Añadir lenguas al Congreso sí contribuirá a dividir más a una sociedad que ya está fragmentada y sobrevive miserablemente en la continua tensión a la que la someten sus interesadas élites

Usar lenguas distintas al español/castellano en el Congreso significará «privatizar» la Cámara Baja para las élites, expulsando del discurso parlamentario al ciudadano común. Tener traductores no solucionará ningún problema: creará nuevos problemas. Oír el discurso político de quienes cambian nuestras vidas mediante leyes a través de varios traductores, significará interrumpir, obstaculizar la comunicación entre los ciudadanos y sus élites dirigentes. El Congreso no es un mero «congreso» verbigracia de biólogos especialistas en las bondades del ruibarbo.
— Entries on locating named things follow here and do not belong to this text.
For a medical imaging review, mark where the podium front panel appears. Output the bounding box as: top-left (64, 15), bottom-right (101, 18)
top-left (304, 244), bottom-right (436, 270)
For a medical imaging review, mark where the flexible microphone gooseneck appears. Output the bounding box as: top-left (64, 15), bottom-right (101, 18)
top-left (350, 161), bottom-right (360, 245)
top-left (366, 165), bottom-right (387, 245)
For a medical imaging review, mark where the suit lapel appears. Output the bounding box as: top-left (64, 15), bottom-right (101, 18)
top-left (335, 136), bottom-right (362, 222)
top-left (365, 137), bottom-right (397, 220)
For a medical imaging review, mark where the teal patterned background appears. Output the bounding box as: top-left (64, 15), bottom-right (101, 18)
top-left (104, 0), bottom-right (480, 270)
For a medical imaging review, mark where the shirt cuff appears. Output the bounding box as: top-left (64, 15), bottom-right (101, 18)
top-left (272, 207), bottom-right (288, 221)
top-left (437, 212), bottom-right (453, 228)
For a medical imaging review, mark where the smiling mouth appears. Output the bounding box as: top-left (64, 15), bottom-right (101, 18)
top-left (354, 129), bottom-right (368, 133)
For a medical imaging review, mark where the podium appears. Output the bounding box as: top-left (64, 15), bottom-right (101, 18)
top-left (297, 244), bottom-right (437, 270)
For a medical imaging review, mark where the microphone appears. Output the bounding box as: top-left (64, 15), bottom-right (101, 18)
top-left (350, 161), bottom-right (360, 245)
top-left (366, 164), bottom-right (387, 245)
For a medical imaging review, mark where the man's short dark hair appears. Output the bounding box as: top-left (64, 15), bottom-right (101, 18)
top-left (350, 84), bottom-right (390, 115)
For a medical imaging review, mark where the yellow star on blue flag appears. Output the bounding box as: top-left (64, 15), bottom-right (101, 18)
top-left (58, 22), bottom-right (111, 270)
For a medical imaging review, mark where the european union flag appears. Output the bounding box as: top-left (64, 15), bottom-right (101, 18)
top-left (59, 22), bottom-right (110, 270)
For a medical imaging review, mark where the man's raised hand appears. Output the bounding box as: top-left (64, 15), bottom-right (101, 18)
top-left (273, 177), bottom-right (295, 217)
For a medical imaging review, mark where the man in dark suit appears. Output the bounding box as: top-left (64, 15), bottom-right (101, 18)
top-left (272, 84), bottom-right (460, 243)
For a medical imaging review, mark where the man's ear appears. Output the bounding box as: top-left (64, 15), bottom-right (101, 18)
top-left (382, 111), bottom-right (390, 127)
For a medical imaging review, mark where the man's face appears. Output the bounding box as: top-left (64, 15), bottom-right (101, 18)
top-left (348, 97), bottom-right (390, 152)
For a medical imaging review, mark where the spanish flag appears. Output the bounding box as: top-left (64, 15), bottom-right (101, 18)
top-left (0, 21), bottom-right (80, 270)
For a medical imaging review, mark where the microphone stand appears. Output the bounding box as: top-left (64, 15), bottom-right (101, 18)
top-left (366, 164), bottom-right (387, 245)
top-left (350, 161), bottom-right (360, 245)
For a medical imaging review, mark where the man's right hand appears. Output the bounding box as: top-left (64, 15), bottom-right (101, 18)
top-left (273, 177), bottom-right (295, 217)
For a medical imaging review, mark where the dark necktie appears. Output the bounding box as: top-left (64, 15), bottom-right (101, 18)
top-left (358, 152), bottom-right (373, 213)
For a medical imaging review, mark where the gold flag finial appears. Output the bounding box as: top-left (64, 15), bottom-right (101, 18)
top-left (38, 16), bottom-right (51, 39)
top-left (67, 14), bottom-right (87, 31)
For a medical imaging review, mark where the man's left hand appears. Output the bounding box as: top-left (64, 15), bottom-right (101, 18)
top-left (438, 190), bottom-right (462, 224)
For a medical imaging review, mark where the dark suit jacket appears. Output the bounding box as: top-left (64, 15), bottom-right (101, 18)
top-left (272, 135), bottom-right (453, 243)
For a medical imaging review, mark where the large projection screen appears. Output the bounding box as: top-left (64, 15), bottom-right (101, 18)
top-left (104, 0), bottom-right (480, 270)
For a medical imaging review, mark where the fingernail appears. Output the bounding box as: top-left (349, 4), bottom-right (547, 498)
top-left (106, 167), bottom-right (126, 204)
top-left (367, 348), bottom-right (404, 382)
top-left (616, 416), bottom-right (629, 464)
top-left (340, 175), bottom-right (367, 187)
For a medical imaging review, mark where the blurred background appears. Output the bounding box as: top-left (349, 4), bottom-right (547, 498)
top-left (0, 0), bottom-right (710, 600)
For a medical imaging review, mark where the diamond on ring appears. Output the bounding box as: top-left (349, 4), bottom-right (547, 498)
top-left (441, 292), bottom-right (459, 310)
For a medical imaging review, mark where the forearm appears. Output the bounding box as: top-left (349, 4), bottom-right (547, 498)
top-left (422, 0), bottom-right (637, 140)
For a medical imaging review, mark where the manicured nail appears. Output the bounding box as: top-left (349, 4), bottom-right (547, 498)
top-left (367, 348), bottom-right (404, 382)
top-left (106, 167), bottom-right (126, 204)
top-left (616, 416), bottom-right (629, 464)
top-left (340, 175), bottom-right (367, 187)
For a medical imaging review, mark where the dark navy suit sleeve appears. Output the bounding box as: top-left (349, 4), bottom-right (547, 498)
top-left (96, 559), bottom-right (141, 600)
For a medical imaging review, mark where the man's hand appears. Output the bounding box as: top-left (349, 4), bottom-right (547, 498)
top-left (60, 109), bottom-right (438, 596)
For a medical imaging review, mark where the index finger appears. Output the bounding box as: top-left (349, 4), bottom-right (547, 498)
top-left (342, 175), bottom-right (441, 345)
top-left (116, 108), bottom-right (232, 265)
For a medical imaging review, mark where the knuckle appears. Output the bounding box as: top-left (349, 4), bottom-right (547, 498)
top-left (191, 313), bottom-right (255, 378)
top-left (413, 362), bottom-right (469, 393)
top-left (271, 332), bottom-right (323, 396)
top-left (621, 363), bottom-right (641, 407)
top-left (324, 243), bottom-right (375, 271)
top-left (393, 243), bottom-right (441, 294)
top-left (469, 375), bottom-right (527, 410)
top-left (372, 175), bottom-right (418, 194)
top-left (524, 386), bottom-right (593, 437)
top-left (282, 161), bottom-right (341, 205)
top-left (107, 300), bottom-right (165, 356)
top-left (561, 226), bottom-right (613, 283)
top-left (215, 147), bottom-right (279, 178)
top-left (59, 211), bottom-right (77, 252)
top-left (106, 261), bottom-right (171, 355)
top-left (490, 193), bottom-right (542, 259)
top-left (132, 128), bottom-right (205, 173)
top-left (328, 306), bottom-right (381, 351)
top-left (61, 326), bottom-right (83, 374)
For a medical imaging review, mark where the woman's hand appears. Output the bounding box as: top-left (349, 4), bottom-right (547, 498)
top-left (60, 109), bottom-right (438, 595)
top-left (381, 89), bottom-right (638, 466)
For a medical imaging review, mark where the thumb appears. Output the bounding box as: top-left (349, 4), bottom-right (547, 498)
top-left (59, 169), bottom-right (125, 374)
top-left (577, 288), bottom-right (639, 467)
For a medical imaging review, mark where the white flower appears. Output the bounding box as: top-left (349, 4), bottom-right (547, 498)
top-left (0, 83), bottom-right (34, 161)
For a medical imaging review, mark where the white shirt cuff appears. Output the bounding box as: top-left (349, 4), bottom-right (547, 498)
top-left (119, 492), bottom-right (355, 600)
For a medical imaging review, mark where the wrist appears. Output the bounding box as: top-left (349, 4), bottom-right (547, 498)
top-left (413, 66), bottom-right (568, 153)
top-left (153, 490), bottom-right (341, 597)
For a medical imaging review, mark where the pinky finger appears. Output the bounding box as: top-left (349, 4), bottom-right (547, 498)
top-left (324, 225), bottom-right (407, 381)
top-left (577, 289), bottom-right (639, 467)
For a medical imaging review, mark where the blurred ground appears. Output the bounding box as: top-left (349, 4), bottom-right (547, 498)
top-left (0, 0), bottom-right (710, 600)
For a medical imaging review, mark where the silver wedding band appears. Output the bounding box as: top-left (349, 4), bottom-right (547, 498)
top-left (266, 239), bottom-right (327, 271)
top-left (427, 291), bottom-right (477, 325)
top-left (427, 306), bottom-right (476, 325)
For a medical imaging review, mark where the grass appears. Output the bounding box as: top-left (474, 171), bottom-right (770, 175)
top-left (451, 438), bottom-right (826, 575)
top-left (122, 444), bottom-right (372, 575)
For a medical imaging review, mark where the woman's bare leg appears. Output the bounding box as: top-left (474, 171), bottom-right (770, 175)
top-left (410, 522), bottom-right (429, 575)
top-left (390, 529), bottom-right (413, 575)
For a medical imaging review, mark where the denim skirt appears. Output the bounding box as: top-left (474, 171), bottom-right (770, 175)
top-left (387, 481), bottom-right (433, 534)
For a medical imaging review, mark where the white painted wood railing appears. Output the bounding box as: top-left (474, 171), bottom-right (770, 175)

Ni un congreso de lingüistas (que, además, harían lo posible por buscar una lengua común para entenderse). Ni de dentistas. El Congreso no es un lugar cualquiera de reunión para especialistas, no es un sitio para iniciados, no es un club exclusivo. Es la Casa del Pueblo, no en términos marxistas, sino literales: el lugar donde se decide hacia dónde va coactivamente la sociedad. Todo ciudadano obligado a pagar impuestos y acatar leyes tiene el derecho a escuchar los parlamentos de los (obviamente) parlamentarios en un idioma común, que facilite el acceso al conocimiento de lo que se dispone en ese lugar sagrado de la democracia, que le representa y obliga. Introducir varias lenguas ahí no contribuye a reconocer nuestra diversidad, porque los países europeos que nos rodean son más «diversos» que nosotros y no tienen Cámaras Bajas donde parlamentar en las docenas de idiomas vivos, de uso ciudadano común en sus territorios nacionales, y no las tienen porque respetan y facilitan la comunicación con la ciudadanía. Añadir lenguas al Congreso sí contribuirá a dividir más a una sociedad que ya está fragmentada y sobrevive miserablemente en la continua tensión a la que la someten sus interesadas élites. No: no es verdad que seamos los más «modernos y avanzados» por cosas como esta. Si acaso, seremos los más injustos y beligerantes, ardorosamente creyentes, devotos ideológicos y semovientes políticos. Y vamos camino de reivindicar ridículamente la presencia en las instituciones españolas de la Nación Mapuche, la Gran Colombia y cualquier territorio imaginario que alguien hubiese siquiera soñado antes del Congreso (este sí) de Angostura, en 1819. Eso somos.